For elderly parents with children with disabilities, securing a home after their death is an urgent problem. It is rare in the country to establish a home with only those with severe disabilities who have difficulties in communicating with words and signals, and an official said that “new housing that allows people to continue living locally while their housing options are limited. I want to establish the shape. ”
According to the Japan Welfare Association for the Protection of Severely Handicapped Children (Persons) (Tokyo), there is an estimated 43,000 people with severe physical and intellectual disabilities who have severe physical and intellectual disabilities nationwide, of which 70% live near their home.

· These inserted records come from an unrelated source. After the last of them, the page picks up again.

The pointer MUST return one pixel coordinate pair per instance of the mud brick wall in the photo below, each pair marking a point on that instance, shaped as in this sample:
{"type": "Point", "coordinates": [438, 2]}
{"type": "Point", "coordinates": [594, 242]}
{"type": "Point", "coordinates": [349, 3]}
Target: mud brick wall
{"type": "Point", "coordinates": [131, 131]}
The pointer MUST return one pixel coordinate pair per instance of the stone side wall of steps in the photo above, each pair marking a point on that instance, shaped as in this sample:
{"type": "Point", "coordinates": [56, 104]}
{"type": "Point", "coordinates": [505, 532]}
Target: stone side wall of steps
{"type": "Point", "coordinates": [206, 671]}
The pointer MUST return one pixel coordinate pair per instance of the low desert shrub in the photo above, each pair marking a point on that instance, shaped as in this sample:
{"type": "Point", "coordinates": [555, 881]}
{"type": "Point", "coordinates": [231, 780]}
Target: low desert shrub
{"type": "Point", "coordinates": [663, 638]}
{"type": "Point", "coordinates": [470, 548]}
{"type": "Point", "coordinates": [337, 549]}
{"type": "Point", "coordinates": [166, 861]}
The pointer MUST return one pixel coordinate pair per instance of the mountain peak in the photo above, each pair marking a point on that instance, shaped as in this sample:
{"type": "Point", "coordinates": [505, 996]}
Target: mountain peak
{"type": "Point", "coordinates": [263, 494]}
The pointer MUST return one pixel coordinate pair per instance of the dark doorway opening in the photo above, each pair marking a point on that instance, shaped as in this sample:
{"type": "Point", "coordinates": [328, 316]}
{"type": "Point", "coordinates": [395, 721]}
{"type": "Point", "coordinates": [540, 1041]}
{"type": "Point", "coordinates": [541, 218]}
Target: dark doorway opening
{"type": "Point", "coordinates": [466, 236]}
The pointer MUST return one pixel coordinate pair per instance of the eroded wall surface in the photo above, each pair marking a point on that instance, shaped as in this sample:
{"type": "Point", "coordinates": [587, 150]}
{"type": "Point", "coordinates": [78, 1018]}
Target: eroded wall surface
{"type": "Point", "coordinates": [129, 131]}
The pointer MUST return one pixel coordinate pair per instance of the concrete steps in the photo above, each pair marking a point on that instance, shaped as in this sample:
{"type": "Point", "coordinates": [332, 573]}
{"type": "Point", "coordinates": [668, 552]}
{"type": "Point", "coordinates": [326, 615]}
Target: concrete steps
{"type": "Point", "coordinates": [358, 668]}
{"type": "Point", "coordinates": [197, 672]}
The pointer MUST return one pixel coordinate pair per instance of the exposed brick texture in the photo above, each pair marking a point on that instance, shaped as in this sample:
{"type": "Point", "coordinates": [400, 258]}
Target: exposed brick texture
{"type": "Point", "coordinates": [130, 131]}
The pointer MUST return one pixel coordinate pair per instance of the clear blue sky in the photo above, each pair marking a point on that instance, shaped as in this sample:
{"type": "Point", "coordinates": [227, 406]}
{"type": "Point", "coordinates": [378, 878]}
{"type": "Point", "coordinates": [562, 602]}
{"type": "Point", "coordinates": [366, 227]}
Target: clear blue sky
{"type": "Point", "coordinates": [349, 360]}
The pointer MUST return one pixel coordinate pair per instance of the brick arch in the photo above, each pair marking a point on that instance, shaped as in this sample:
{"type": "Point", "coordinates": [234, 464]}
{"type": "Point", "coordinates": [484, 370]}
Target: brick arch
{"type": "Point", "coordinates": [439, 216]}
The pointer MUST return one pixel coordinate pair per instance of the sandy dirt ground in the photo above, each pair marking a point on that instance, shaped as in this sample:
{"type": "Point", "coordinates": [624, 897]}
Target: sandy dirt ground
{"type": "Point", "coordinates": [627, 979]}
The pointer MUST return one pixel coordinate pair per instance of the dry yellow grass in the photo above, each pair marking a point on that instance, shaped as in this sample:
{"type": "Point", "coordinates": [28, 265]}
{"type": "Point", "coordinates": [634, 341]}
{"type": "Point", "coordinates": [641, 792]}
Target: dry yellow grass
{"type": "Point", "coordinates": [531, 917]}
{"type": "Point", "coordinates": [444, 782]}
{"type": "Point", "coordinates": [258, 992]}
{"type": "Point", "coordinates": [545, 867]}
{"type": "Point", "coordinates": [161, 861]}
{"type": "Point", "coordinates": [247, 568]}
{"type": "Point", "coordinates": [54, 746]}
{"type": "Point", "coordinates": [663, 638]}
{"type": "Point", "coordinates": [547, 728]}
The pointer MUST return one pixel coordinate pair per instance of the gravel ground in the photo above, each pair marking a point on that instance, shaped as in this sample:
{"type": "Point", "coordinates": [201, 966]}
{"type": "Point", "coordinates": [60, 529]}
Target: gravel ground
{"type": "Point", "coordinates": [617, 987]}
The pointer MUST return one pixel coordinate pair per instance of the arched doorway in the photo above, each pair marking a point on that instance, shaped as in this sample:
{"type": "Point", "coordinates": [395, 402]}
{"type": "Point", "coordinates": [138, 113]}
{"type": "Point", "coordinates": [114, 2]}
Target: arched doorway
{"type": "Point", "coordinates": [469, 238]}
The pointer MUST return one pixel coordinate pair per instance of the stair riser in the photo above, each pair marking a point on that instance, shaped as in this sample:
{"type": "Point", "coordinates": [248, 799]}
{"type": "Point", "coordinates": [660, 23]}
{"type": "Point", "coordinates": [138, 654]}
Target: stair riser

Houses for “after death” are generally sheltered facilities for the physically disabled (209 places nationwide, 21,819 beds in total as of April), and have become important homes for many people. On the other hand, although there are group homes for persons with disabilities in various places, for those with severe physical and mental disabilities, nursing is always required and a 24-hour doctor must be secured, so the number of homes to enter is limited. Is the current situation.
It is a trial experiment to increase hosing options. Nurses and helpers who have been at their parents’ homes have just been relocated. During the day, they go to a facility. In the morning and evening when you spend time in their new home, nurses always come in and go out for clothes and meals. Currently, from 8:00 pm to the next morning, The parents of one of the two care for both , but in the future, they will consider leaving it to care staff who can provide medical care at night. Although there are issues to be overcome in securing human resources, they look forward to “complete independence.”
The main income of the two is the basic disability pension of about 80,000 yen each month. The rent is 40,000 yen (including utility expenses), and there is virtually no self-pay for home-visit nursing, where nurses provide medical care, and home care, where helpers provide general support, and all living expenses can be covered by pensions. Local understanding and support are also essential.